米労働経済学者ダニエル・S・ハマーメッシュの著書『美貌格差』をご存じだろうか。同書によると、容姿の美しさに伴う生涯収入の格差は最大2700万円になるという。見た目が、企業業績、選挙の結果、融資の条件、寄付金集めなどにも影響するというのだ。
筆者は、美貌格差には賛同しないが、外見は内面を表すという考えは一理あると感じている。たとえば、アメリカでは過度の肥満は自己管理ができていないとの印象を与えるとして、ビジネスパーソンがダイエットに励むことも多い。日本でも、就職活動などで外見が与える影響は大きい。
実のところ、表立って口に出さなくても、我々は外見が大事であることを認識している。“デキる男”は、こういった現実を認識し、外見を整えることに力を割いている。
筆者は、仕事を通じて、さまざまな職種の男性に会う機会がある。どの分野でも、活躍している男性に共通しているのが「デキる男は美しい」という点だ。

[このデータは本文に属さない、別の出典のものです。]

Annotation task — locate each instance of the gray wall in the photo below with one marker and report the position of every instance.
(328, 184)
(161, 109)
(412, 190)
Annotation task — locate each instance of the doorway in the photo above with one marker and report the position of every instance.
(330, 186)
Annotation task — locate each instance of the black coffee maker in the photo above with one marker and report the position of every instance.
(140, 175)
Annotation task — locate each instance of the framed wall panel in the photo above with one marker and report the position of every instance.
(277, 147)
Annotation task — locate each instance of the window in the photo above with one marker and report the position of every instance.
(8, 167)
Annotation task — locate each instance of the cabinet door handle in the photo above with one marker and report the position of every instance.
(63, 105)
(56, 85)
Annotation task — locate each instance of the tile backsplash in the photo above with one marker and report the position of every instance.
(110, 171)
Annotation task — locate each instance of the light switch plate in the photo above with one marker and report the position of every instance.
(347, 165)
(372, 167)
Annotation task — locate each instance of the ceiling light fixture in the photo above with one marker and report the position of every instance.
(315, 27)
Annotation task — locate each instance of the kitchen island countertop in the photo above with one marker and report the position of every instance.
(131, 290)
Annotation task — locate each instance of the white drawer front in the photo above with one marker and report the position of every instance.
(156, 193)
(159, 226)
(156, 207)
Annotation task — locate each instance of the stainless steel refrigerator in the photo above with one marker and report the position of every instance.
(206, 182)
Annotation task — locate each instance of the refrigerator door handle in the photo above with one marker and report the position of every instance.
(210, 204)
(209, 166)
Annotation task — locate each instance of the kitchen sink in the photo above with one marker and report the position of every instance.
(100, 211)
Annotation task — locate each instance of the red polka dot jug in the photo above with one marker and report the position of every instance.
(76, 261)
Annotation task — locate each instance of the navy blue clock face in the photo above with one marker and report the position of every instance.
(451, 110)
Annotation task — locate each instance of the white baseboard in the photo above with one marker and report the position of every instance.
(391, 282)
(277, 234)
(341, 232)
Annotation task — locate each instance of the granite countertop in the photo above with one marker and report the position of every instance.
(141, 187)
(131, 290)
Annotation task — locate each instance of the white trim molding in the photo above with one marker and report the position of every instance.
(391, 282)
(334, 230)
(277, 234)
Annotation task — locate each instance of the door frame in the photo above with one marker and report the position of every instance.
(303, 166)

しかし、筆者のいう美しさとは、決して美貌ではなく「身嗜みを整えている」という意味だ。デキる男たちの多くは、髪やヒゲを整えることはもちろん、肌の手入れなどにも気を遣っている。
筆者が知る限りでも、メンズエステティックに通っている男性がいる。その理由を聞くと、次のように説明された。
「汗をかくとかゆくなるなど、ムダ毛が不快なので腹部の脱毛に通っている」(30歳会社役員)」
「一部だけ口髭が濃く、清潔感に欠ける印象になるのを避けるため脱毛した」(30歳サービス業)」
このように、最近は気軽にメンズエステに通う男性が増えているように感じるのだが、実際にはどの程度、一般的なものとなっているのだろうか。エステ業界最大手のTBCグループに話を聞いた。
メンズエステに行くキッカケは?
男性がエステに行くのは、やや勇気がいるのではないかと想像するが、そうでもないようだ。
「彼女や奥様からお勧めされたのがきっかけでいらっしゃる方や、実際にメンズTBCをご利用になったお客様のご紹介で来店する方も増えています」(TBCグループ広報室・保坂悠佳氏)
つまり、メンズエステが広まった陰には、妻や彼女の後押しがあったといえる。
「ご夫婦やカップルで、または友人同士でエステに行っていることを共有できるくらい、エステが身近なものになってきているのではないでしょうか。また、モノを持つより、コトへの関心が高まっており、利用意向は高まっていると感じます。実際に、メンズTBCの来店者延数も増加しています」(同)
女性の場合でも、エステに行く際には信頼できるエステを選ぶために、友人からの紹介を受けることも多い。まったく知らないエステにいきなり行くのは勇気がいるので、利用者にとってもエステ側にとっても、「紹介」は便益といえるだろう。